Ich frage sie dann: „Was ist denn nach Ihrer Meinung diese berühmte Phantasie, nicht nur die meine, auch die seine, ihre oder die der anderen?"
Und alle geben ungefähr die gleiche Erklärung:
Die Phantasie sitzt in einem Lappen des Gehirns, der bei begabten Menschen, zu denen man auch den Romanschriftsteller zählt, besonders stark ausgebildet ist. Oder sogar, daß die Einbildungskraft eine Art zusätzliches Organ sei, das sich ebenfalls im Schädel besonders der Langköpfi-gen befinde, weil bei ihnen mehr Platz dafür sei als bei den anderen. Ein inneres Organ also oder eine Drüse, eine Art Mark mit einem Eigenleben, das, plötzlich durch besondere Einflüsse angeregt, ein seltsames Produkt auszuscheiden beginnt, das ziemlich monströs und verdächtig, andererseits aber auch wunderbar ist und jedenfalls zweifellos ganz spontan auftritt.
Man erlebt also eine wirklich ,spontane Schöpfung'.
Diese Drüse hat man, oder man hat sie nicht. Entweder ist sie winzig, zusammengeschrumpft in einer Ecke, verkümmert und steril, so daß man alle Mühe hat, auch nur die einfachsten Sachen zu erzählen, z. B. wie man am Morgen seinen Kaffee kocht.

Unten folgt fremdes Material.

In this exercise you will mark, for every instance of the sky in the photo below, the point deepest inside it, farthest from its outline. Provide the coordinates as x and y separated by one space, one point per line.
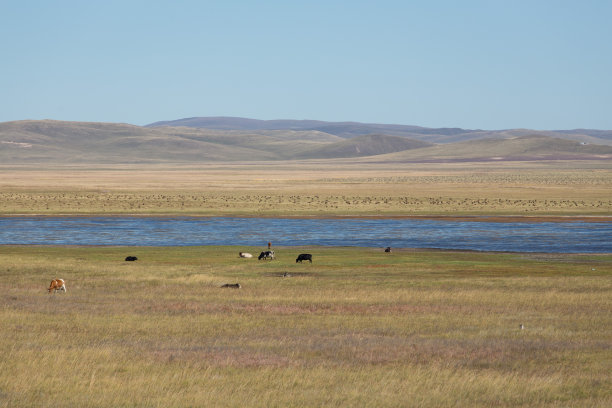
534 64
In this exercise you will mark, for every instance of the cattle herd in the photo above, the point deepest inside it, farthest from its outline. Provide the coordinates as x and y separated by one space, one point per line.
60 285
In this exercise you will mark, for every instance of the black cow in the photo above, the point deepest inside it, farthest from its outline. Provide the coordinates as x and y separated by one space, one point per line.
232 285
266 255
303 257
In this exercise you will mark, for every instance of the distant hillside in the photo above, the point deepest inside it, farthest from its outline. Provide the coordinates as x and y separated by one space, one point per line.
49 141
368 145
352 129
517 149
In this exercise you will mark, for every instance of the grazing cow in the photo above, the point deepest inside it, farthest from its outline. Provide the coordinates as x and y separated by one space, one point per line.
303 257
57 284
266 255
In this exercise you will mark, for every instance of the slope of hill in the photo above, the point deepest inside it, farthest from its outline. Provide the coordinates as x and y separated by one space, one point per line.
352 129
368 145
519 148
49 141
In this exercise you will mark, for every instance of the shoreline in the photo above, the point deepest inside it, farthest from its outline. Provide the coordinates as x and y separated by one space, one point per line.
459 218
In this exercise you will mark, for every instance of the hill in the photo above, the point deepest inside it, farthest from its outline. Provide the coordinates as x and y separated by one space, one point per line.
525 148
368 145
49 141
353 129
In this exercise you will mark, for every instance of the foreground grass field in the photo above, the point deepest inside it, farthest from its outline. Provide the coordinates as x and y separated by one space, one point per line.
357 327
326 188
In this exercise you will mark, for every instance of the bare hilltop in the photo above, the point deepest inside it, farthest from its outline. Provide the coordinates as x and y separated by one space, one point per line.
220 139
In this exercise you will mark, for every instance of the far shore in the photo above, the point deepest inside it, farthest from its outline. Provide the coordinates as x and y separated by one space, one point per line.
459 218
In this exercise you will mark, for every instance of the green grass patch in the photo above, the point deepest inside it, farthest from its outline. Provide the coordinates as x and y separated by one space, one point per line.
357 327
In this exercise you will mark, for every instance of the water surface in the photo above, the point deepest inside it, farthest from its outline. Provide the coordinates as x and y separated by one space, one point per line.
568 237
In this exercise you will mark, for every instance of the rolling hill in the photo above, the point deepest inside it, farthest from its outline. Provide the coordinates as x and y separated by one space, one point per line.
248 140
352 129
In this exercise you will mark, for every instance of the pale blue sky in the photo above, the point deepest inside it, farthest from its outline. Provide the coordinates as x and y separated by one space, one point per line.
471 64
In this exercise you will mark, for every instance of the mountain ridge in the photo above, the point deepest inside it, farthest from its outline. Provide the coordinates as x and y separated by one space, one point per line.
50 141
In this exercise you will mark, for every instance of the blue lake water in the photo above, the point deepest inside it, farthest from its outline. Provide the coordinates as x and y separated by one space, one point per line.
568 237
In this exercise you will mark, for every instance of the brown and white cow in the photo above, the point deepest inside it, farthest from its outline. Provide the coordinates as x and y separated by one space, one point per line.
57 284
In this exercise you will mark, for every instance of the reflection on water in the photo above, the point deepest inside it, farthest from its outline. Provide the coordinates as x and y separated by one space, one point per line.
571 237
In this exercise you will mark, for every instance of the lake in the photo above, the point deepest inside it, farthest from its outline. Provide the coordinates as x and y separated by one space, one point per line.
560 237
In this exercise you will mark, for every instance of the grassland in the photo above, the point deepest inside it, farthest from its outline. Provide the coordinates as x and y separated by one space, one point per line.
357 327
313 188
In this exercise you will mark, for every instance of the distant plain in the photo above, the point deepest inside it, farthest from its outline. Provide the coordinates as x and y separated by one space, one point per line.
312 188
357 327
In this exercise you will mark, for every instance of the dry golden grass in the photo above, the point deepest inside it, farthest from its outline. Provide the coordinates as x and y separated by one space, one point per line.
313 189
358 327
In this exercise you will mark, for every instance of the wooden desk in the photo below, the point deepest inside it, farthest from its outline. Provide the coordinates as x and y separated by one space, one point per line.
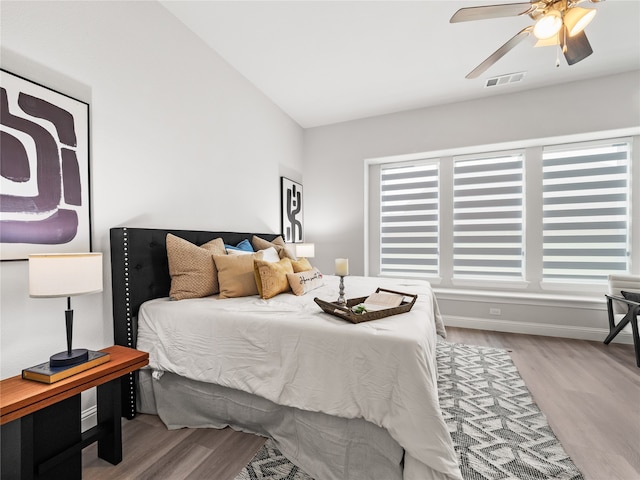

Oder sie ist enorm, diese Drüse, unkontrollierbar wuchernd, und man schreibt Romane, erzählt Geschichten, in denen man nur einsammelt, was sie einem im Überfluß schenkt. Eigentlich braucht man sich nur an seinen Schreibtisch zu setzen, die Feder zu ergreifen, die richtige Schreibposition einzunehmen, und schon beginnt die besagte Drüse zu funktionieren. Man muß dann lediglich die Schreibhand führen.